In seconda battuta, il Consiglio di Stato rileva « il dato oggettivo che nessun atto assevera la sussistenza nelle aree ricomprese nel comparto C16AV 01 (Cava Sarno ndr) del vincolo paesaggistico a tutela delle superfici boscate ». Il Consiglio richiama esplicitamente « il “verbale d’accertamento aree boschive” del 9 maggio 2007, atto posto a monte della perimetrazione regionale dei comparti, con il quale l’amministrazione regionale, dopo il sopralluogo effettuato dagli organi competenti – ossia nella sede propria deputata a verificare in concreto le caratteristiche naturalistiche delle aree ricomprese nel comparto in esame – ha espressamente escluso che esse fossero interessate da superfici boschive. Ad ulteriore e decisivo conforto: l’organo tecnico forestale STAPF nella nota del 2.12.2011, sul PUG (Progetto unitario di gestione produttiva) presentato da Calcestruzzi Irpini s.p.a., ha negato la sussistenza di vincoli paesaggistici sulle aree del comparto; nella VIA (Valutazione impatto ambientale) integrata con la Valutazione di incidenza non è stata rilevata la sussistenza del vincolo paesaggistico ».

Di qui, il Consiglio di Stato definisce « infondate », argomentando punto su punto, tutte le motivazioni dedotte negli appelli incidentali, ovvero sulla violazione dell’art. 23 delle NTA del Piano Regionale Attività Estrattive, sulla violazione del limite massimo di estensione, sull’obbligo di costituzione del consorzio, sulla indisponibilità delle aree del comparto; sulla sussistenza di strade vicinali gravanti sulle aree del comparto; sulla maggior ampiezza dell’area di cava; sul difetto d’istruttoria del parere forestale; sul perimetro del progetto estrattivo autorizzato.

Si chiude, dunque, una vicenda che comunque ha avuto le sue conseguenze.

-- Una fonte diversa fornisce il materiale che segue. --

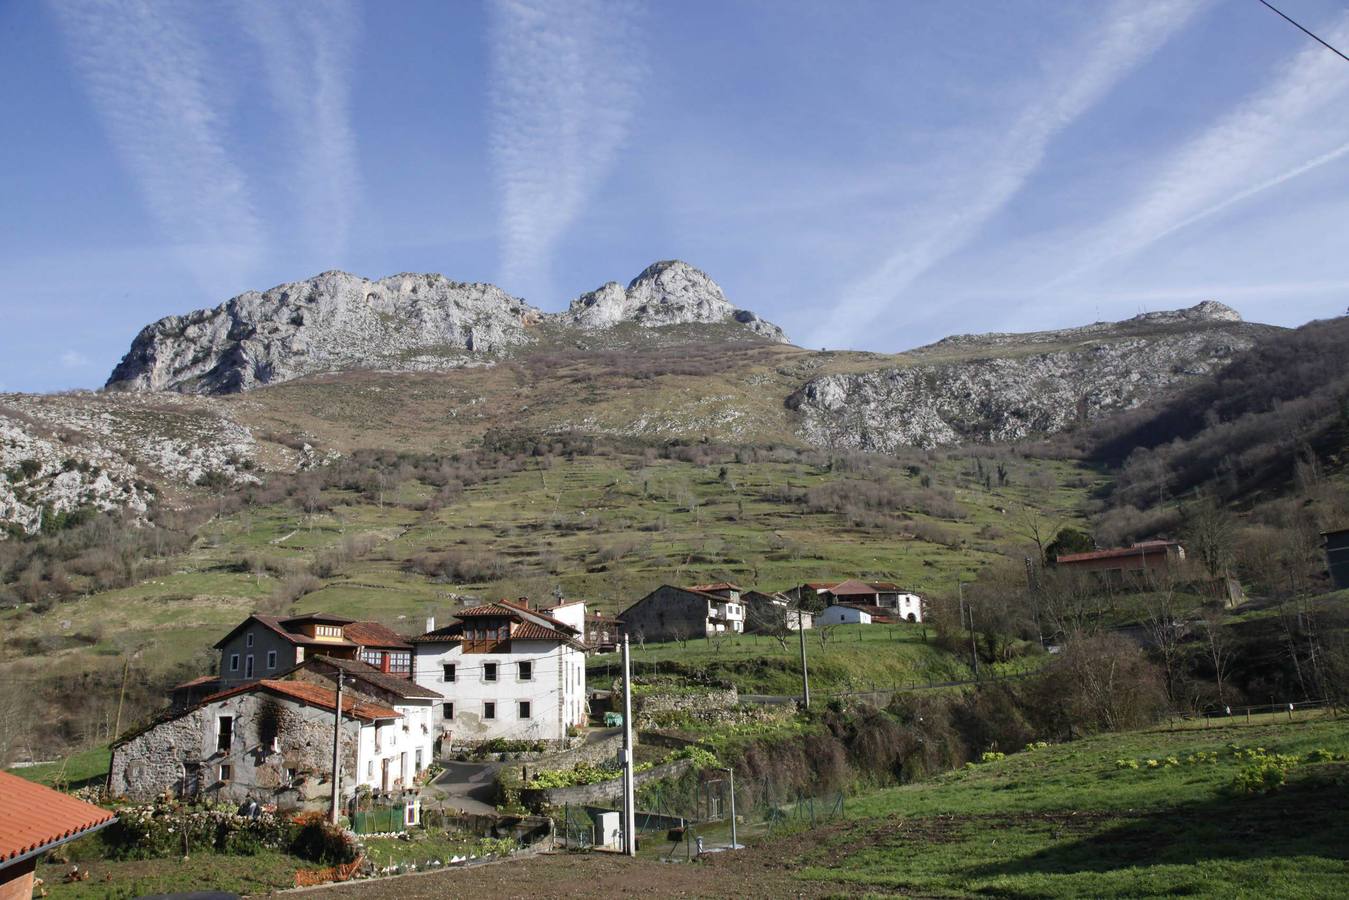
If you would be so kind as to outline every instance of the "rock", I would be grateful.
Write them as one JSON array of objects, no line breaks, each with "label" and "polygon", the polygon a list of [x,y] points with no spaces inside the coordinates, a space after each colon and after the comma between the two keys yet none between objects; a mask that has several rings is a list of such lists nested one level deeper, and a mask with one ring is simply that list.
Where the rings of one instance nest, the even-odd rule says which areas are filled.
[{"label": "rock", "polygon": [[647,266],[624,290],[611,281],[571,302],[562,321],[581,328],[609,328],[620,322],[646,327],[693,323],[743,325],[754,334],[788,343],[778,326],[747,309],[737,309],[705,272],[680,260]]},{"label": "rock", "polygon": [[545,323],[597,331],[623,322],[728,322],[786,341],[782,329],[732,306],[716,282],[682,262],[656,263],[626,291],[607,284],[557,315],[493,285],[443,275],[370,281],[324,272],[146,326],[107,386],[232,394],[321,372],[433,371],[491,361],[533,342]]},{"label": "rock", "polygon": [[[1130,409],[1217,371],[1263,330],[1209,302],[1064,331],[958,335],[913,351],[911,365],[813,378],[787,406],[801,437],[819,447],[893,452],[1015,441]],[[1038,344],[1057,346],[1033,352]],[[965,358],[951,359],[952,351]]]}]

La Calcestruzzi Irpini si è vista costretta ad operare 35 procedure di mobilità, ovvero licenziamenti, ha evidentemente subito un pesante calo del fatturato, ha dovuto rinunciare a diversi ed importanti contratti commerciali con un pesante danno di immagine. Ci vorrà tempo per recuperare il terreno perduto ed è chiaro che sul versante giudiziario potrebbero esserci ulteriori sviluppi in futuro. Per adesso, da quelle parti, si pensa a ripartire.

 

*Articolo pubblicato sul sito “Orticalab”.